Tipos abertos e fechados na tipicidade por subsunção: as Dez Medidas do MPF e o abuso de autoridade – Por Jader Marques
Por Jader Marques – 06/12/2016
O tema dos tipos abertos foi retomado com muita força neste difícil final de 2016, quando, no debate em torno das chamadas “DEZ MEDIDAS DO MPF”, o Congresso, dentre tantas modificações e emendas, votou a criação de um tipo penal relativo ao crime de abuso de autoridade praticado por juízes[1] e membros do MP[2] no exercício da função.
O fato é que, já no dia seguinte, surgiram notícias de que a inconformidade das autoridades atingidas pela emenda estaria centrada no aspecto de ter sido criado um tipo penal aberto, leia-se: com redação vaga e indeterminada e, por isso, capaz de representar uma forma de intimidação.
Ao perceber o rumo do debate, lembrei-me das tantas discussões com meu orientador da tese de doutorado Lenio Streck e, principalmente, das horas de debate e aprendizado com meu querido amigo Rafael Tomaz de Oliveira, além da parceira e colega de estudo Clarissa Tassinari.
Apesar de entender que essa discussão deveria estar completamente ultrapassada, volto ao tema em homenagem aos meus companheiros de jornada acadêmica e pela (inacreditável) atualidade do problema: existem tipos penais abertos e fechados?
Uma rápida passagem pelos principais momentos da evolução da teoria geral do delito demonstra o desejo de alcançar, pela ciência do direito, um grau matemático de certeza a partir da aplicação universal do método dogmático.

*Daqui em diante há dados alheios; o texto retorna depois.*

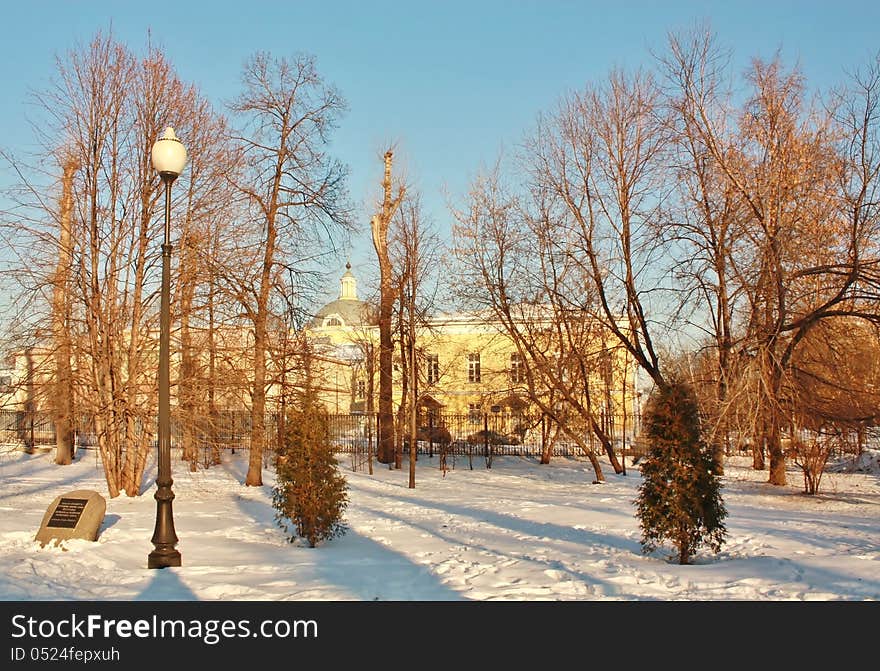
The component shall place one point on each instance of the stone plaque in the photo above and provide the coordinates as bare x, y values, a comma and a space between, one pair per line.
77, 514
67, 513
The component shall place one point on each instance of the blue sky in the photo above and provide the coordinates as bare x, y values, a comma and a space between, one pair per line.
450, 83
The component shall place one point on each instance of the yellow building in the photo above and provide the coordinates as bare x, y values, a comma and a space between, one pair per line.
467, 366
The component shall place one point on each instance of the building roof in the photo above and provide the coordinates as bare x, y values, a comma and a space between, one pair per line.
346, 310
351, 312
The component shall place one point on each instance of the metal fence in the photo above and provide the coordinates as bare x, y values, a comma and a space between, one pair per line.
467, 434
480, 434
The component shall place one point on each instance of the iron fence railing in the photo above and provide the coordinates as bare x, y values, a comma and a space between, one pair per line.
471, 434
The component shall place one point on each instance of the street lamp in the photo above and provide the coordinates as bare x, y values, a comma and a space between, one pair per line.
169, 157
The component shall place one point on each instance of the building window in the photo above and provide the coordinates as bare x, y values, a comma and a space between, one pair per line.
517, 369
433, 368
474, 367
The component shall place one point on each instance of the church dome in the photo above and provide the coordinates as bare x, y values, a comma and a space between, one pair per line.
346, 310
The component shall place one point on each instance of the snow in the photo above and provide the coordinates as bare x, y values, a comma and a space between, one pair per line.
517, 531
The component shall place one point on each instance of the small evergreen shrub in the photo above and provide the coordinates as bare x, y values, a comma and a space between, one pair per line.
310, 495
680, 496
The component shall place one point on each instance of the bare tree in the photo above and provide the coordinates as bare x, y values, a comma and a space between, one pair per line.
62, 394
294, 189
379, 225
414, 250
806, 178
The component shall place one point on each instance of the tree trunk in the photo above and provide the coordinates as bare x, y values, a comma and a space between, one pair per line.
379, 225
62, 396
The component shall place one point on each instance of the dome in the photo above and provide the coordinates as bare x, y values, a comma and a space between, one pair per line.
343, 312
346, 310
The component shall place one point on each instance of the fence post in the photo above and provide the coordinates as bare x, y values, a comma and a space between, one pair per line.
486, 454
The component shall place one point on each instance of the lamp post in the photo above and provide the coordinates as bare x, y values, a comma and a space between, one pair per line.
169, 157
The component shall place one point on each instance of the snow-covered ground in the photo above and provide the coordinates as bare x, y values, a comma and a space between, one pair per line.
517, 531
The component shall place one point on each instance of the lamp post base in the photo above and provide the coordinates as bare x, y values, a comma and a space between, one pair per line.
163, 559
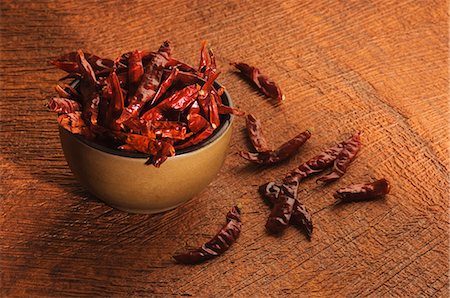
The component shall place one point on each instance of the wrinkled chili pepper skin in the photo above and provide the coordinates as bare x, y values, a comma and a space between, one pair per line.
220, 243
363, 191
135, 68
344, 159
63, 105
262, 82
300, 218
284, 152
282, 209
142, 101
149, 83
255, 133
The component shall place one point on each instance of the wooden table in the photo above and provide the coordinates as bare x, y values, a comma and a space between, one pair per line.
375, 66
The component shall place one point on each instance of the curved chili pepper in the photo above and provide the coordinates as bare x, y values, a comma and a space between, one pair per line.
344, 159
195, 139
63, 105
169, 129
284, 152
317, 164
363, 191
116, 104
149, 83
196, 122
178, 101
86, 69
255, 133
72, 122
282, 209
220, 243
135, 68
172, 63
300, 218
165, 85
214, 109
204, 61
260, 81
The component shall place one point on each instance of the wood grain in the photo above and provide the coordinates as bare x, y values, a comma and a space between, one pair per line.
376, 66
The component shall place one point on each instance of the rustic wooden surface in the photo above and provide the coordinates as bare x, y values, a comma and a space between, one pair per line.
376, 66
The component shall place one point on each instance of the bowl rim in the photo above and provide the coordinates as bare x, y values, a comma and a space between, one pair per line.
220, 131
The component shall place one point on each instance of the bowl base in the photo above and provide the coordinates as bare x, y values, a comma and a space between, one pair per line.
144, 211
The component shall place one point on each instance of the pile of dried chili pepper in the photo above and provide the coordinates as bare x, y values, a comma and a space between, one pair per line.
143, 101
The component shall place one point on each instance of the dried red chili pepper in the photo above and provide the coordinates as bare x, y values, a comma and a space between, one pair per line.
141, 101
165, 85
172, 63
204, 59
363, 191
344, 159
135, 68
220, 243
195, 139
282, 209
300, 218
262, 82
72, 122
149, 83
63, 105
255, 133
116, 104
317, 164
178, 101
283, 152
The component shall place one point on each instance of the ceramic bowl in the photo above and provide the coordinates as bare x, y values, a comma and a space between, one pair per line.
122, 180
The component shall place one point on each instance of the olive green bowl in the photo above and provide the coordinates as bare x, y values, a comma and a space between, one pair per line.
122, 180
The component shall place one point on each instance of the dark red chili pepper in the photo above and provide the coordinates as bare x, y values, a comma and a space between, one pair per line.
178, 101
141, 101
255, 133
196, 122
284, 152
262, 82
86, 69
363, 191
63, 105
204, 61
165, 85
116, 104
213, 109
149, 83
317, 164
220, 243
72, 122
282, 209
300, 218
195, 139
230, 110
172, 63
344, 159
135, 68
203, 96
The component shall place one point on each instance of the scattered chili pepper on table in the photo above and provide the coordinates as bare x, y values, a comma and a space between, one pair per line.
143, 101
344, 159
220, 243
283, 152
363, 192
260, 81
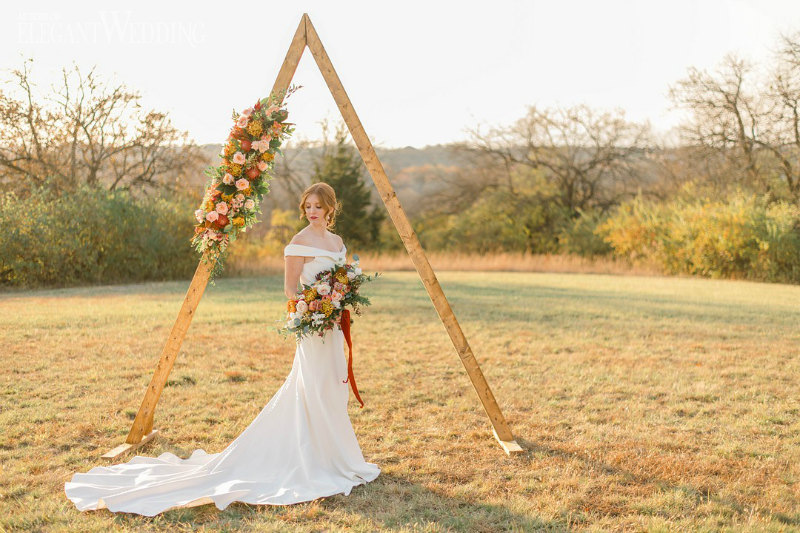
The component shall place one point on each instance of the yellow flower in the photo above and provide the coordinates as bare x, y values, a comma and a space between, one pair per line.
235, 169
254, 128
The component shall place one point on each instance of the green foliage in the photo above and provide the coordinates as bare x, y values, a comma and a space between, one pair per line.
93, 236
742, 237
499, 220
578, 235
341, 167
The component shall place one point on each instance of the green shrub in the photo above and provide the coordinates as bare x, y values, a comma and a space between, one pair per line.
93, 236
742, 237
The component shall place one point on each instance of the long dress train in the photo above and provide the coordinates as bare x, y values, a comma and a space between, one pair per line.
300, 447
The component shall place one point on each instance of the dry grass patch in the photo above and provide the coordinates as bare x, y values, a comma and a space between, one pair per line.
643, 403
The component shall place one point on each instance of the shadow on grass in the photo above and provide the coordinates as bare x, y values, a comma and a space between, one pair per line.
389, 503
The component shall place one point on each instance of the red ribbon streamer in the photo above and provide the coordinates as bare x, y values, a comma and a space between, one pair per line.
345, 324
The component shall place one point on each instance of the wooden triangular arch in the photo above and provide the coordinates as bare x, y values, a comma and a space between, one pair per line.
306, 36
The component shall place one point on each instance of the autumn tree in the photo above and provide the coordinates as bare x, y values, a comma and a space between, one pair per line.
87, 131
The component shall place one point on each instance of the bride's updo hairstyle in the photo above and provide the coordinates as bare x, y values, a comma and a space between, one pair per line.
327, 198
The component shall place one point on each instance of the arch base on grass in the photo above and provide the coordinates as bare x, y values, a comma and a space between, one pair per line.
306, 37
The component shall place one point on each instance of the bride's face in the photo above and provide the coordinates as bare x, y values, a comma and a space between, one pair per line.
315, 212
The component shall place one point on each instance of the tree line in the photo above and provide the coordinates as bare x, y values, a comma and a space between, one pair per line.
568, 179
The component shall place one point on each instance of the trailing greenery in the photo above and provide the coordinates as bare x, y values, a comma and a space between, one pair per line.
93, 236
744, 237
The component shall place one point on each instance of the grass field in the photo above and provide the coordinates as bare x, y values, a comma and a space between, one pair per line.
643, 403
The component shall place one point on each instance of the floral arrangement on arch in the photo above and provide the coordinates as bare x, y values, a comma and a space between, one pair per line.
236, 186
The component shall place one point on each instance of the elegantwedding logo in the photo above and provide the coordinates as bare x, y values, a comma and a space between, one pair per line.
110, 26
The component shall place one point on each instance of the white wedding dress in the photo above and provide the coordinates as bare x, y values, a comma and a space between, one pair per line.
300, 447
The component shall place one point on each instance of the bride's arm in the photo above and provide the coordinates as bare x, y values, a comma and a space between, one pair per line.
291, 278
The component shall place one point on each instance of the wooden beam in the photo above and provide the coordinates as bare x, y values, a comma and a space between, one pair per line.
143, 423
142, 428
408, 235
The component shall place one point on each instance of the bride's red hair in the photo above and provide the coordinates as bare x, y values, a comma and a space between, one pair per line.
327, 198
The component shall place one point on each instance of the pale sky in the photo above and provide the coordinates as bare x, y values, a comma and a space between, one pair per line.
417, 72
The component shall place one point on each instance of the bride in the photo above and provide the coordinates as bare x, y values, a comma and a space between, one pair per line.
300, 447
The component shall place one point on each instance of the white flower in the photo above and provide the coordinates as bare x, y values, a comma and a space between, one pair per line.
323, 289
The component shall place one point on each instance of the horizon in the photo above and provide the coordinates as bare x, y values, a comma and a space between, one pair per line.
414, 92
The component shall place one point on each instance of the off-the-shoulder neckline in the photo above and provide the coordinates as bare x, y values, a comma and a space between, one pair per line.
322, 249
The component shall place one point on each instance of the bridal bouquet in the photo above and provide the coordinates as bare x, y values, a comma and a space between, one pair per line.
321, 305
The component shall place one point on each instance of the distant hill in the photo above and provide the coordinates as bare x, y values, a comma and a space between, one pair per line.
413, 172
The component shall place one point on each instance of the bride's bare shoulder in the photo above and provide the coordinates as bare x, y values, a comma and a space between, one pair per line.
300, 238
337, 239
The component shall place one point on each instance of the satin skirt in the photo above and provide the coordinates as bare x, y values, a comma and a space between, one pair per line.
300, 447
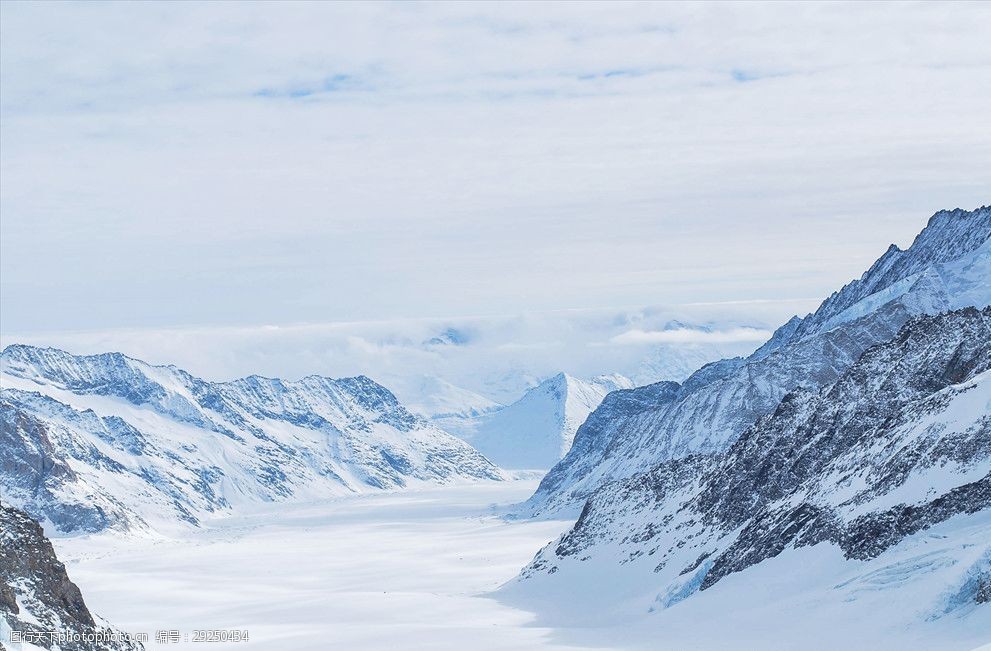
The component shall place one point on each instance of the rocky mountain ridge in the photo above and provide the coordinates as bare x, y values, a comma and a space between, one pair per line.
92, 442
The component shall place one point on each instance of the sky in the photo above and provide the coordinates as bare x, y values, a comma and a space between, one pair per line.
170, 166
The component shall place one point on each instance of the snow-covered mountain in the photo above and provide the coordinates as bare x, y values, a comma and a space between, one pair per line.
100, 441
538, 429
948, 266
37, 597
438, 399
868, 497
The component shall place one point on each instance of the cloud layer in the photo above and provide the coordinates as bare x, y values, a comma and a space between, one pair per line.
217, 163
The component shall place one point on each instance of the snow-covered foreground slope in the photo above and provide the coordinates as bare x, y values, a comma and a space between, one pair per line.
870, 497
948, 266
414, 570
402, 570
108, 441
538, 429
37, 596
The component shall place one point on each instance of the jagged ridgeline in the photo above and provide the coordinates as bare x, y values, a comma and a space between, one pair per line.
37, 597
106, 441
877, 446
947, 267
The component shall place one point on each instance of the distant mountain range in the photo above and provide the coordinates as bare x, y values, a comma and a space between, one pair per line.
537, 430
844, 467
947, 267
106, 441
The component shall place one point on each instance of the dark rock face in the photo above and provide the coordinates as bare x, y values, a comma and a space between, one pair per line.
835, 465
31, 574
944, 269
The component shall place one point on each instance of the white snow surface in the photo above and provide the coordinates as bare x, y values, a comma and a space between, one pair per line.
400, 570
422, 570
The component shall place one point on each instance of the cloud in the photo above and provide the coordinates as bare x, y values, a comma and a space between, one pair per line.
691, 336
184, 164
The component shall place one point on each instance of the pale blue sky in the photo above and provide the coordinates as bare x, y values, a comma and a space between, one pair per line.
245, 164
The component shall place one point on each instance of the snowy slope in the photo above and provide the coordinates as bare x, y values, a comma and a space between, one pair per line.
882, 479
538, 429
438, 399
948, 266
109, 441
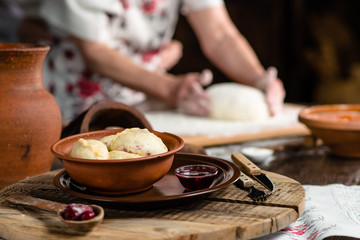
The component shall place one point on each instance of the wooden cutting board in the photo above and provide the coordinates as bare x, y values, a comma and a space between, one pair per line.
209, 132
206, 141
224, 214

Do causalismo naturalista, passando pelo neokantismo, pelo modelo finalista, chega-se ao final do século passado com uma noção de crime que expõe, em linhas gerais, o estado da arte da tipicidade no seio da teoria do delito, dentro da qual está cristalizado o modelo tripartido de crime – como fato típico, antijurídico e culpável.
No estudo da teoria do crime, a crítica contundente dos penalistas à questão da vagueza na construção dos tipos penais revela a obsessão pela diminuição/eliminação dos espaços de interpretação e a relação equivocada desta visão com a sonhada segurança jurídica – advinda da noção de “interpretação literal da lei” e que demonstra a vinculação (ainda hoje) ao positivismo exegético da primeira fase do positivismo jurídico.[3]
A dogmática dos manuais de direito penal reproduz aquilo que está plantado no senso comum teórico dos juristas a respeito desta aposta na necessidade de precisão e clareza das palavras.[4]Sem perceber a abertura interpretativa decorrente da porosidade do tipo, enquanto regra, a discussão fica centrada, quase que exclusivamente, na questão da vagueza e ambiguidade, como se tudo estivesse ligado à qualidade da redação típica, como se a escolha da melhor redação das leis incriminadoras fosse capaz de afastar a necessidade de interpretação, ou seja, mesmo diante da evidência de que a melhor construção típica não resolve o problema da interpretação, não segura todas as hipóteses de aplicação do tipo penal, não elimina a necessidade de controle da decisão, a maioria dos penalistas (ainda) aposta todas as suas fichas na busca incansável da melhor semântica típica.[5]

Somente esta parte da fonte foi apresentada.